Zieria citriodora, commonly known as lemon-scented zieria, is a species of flowering plant in the citrus family Rutaceae and is endemic to a small area near the border between New South Wales and Victoria. It is a small shrub with lemon-scented leaves and small, pale pink or white flowers which appear from late winter to summer.

==Description==
Zieria citriodora is a low or rounded shrub which grows to 15-20 cm high and 30 cm wide and which often grows from rhizomes.
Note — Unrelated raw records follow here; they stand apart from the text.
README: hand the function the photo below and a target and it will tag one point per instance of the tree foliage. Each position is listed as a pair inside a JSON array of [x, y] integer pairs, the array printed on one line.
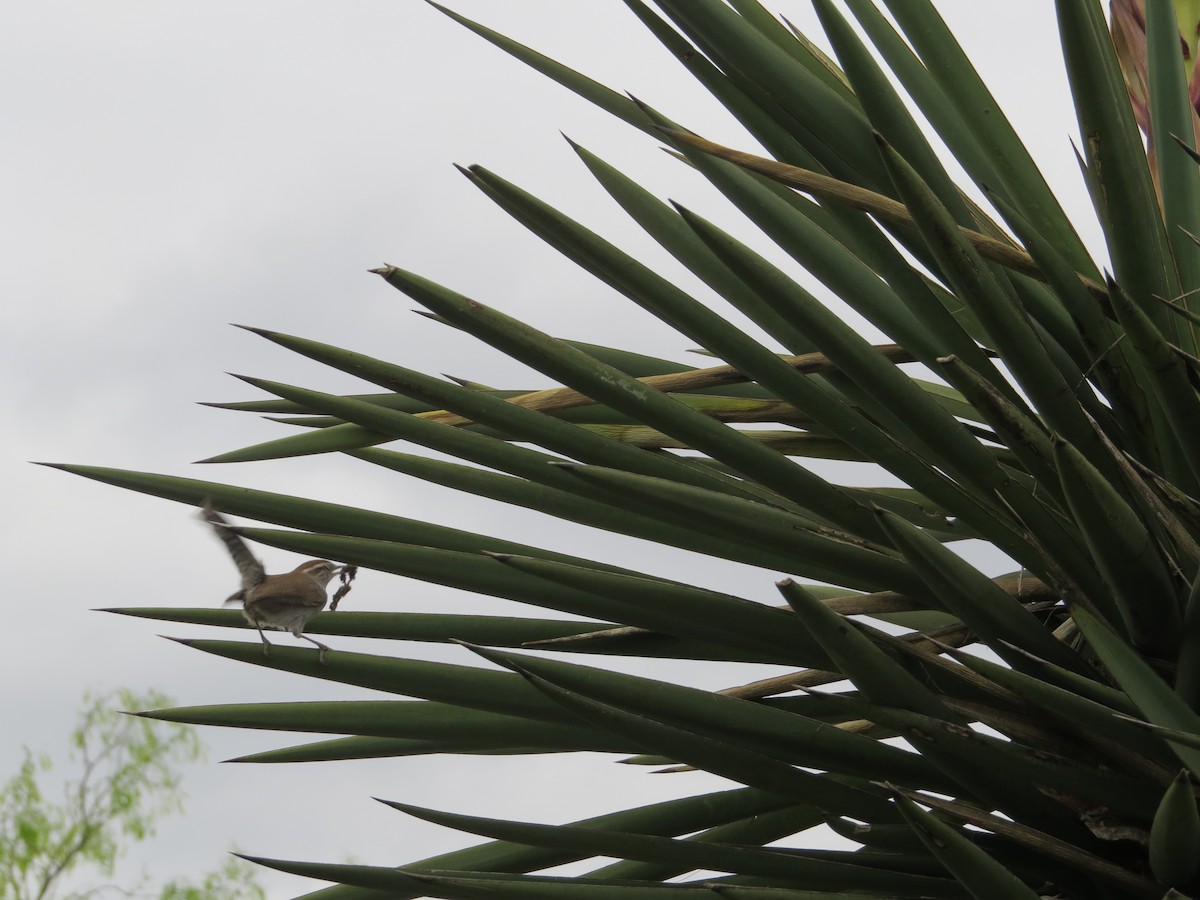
[[126, 780]]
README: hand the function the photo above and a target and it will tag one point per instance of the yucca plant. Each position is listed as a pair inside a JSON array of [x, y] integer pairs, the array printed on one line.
[[1035, 733]]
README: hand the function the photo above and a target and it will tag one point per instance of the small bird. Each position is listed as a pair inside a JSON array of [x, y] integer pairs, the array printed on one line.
[[277, 601]]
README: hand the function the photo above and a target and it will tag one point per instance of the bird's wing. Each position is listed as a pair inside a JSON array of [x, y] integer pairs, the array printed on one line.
[[251, 570]]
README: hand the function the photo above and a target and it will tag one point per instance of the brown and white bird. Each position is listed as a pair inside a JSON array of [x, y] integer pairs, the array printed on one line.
[[285, 603]]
Its branches are dotted with oil glands and covered with short, soft hairs, often becoming glabrous with age. The leaves are composed of three leaflets with the central one linear or lance-shaped, 4-5 mm long and 1.5-2 mm wide with a petiole 2-4 mm long. Each leaflet is dotted with oil glands, has a covering of short, soft hairs and has its edges more or less rolled under. The leaves are strongly lemon-scented when crushed.
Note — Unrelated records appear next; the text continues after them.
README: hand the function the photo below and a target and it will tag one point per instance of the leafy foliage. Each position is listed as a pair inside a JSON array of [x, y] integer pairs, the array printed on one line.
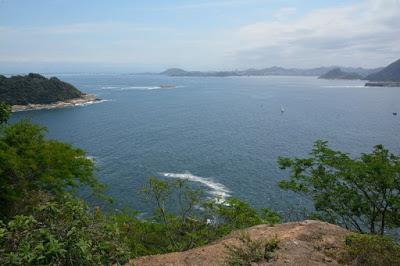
[[361, 194], [371, 250], [31, 163], [35, 89], [5, 111], [62, 233], [250, 251]]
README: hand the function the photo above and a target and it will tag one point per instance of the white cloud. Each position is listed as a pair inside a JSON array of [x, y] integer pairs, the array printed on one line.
[[364, 34]]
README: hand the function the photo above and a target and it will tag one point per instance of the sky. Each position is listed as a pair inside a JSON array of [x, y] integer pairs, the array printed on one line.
[[141, 36]]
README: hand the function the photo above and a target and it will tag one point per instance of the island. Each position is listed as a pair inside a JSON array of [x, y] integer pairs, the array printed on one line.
[[337, 73], [34, 91], [269, 71], [387, 77]]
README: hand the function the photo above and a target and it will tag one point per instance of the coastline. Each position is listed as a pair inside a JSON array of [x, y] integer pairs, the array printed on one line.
[[83, 100], [382, 84]]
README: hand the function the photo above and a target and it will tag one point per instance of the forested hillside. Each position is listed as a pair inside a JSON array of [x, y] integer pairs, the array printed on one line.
[[35, 89]]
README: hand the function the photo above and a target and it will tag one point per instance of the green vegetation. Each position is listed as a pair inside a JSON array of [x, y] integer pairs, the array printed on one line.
[[35, 89], [250, 251], [371, 250], [362, 194], [43, 222]]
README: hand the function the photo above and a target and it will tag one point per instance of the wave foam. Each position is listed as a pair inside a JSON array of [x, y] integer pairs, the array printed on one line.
[[91, 102], [138, 88], [344, 86], [217, 190]]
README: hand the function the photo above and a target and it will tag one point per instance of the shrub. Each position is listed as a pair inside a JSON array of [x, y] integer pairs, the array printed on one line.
[[371, 250], [62, 233], [250, 251], [361, 194]]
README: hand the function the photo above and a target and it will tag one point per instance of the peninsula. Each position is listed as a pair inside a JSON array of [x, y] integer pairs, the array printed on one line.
[[387, 77], [337, 73], [34, 91]]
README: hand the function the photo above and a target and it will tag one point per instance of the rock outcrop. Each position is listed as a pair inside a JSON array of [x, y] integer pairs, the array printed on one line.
[[300, 243]]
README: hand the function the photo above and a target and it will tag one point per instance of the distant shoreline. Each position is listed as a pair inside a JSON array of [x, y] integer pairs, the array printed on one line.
[[382, 84], [83, 100]]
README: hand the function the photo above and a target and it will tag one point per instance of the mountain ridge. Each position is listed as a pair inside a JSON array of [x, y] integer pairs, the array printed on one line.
[[269, 71]]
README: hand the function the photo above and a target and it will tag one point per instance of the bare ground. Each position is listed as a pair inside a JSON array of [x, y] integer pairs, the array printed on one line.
[[300, 243]]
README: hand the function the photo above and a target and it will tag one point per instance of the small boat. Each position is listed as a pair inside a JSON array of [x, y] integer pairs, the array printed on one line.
[[167, 86]]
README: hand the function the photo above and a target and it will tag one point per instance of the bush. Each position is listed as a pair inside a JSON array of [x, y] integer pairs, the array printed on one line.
[[371, 250], [250, 251], [360, 194], [62, 233]]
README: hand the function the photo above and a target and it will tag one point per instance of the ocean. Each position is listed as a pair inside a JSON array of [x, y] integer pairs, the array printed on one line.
[[221, 134]]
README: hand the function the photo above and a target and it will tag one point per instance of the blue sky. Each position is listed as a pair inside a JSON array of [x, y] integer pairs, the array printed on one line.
[[128, 36]]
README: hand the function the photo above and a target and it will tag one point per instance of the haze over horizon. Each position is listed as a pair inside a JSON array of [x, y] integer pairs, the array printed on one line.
[[126, 36]]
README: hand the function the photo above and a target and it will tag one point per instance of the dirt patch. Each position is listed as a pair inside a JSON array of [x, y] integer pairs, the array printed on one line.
[[300, 243]]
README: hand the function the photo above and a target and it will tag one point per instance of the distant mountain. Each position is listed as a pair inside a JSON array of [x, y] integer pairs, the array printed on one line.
[[35, 89], [177, 72], [271, 71], [389, 73], [337, 73]]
The flowers are arranged singly or in groups of up to three in leaf axils, the groups usually much longer than the leaves. The sepals are triangular, about 1.4 mm long and hairy. The four petals are white to pale pink, 4-6 mm long, overlap at their edges and are covered with tiny, soft hairs. Flowering occurs from late winter to summer and the fruits which follow are hairy and dotted with oil glands.

==Taxonomy and naming==
Lemon-scented zieria was first formally described in 2002 by James Armstrong from a specimen collected near the village of Numeralla and the description was published in Australian Systematic Botany. The specific epithet (citriodora) is derived from the Latin words citrus meaning "citron-tree" and odora meaning "having a fragrant smell."

==Distribution and habitat==
Zieria citriodora mostly grows in shallow gravelly or sandy soils on moderately steep slopes in low eucalypt woodland. It is found in scattered populations in New South Wales and Victoria. In New South Wales, there are two populations which are restricted to the Kybeyan Range east of Cooma and in Victoria to four populations in East Gippsland. These populations are all within the South Eastern Highlands biogeographic region.

==Conservation==
The total population of Z. citriodora in New South Wales is estimated to be less than 600 individual plants including about 150 plants on crown land near Numerella and another of 32 plants on private land near Kybeyan. A count in 2004 of the species in Victoria estimated a population size of about 260 plants, all in the Alpine National Park near Omeo. The main threats to the species are browsing by both native hervibores and domestic stock, pressure from rural residential development and altered fire regines. The species is listed as vulnerable under the Environment Protection and Biodiversity Conservation Act 1999.

==Use in horticulture==
Lemon-scented zieria is most easily propagated from cuttings and grows best in well-drained, acidic soil. It requires little fertilizer and is usually not affected by pests or disease if grown in well-drained soil. It is frost resistant and tolerates exposed and partly shaded positions.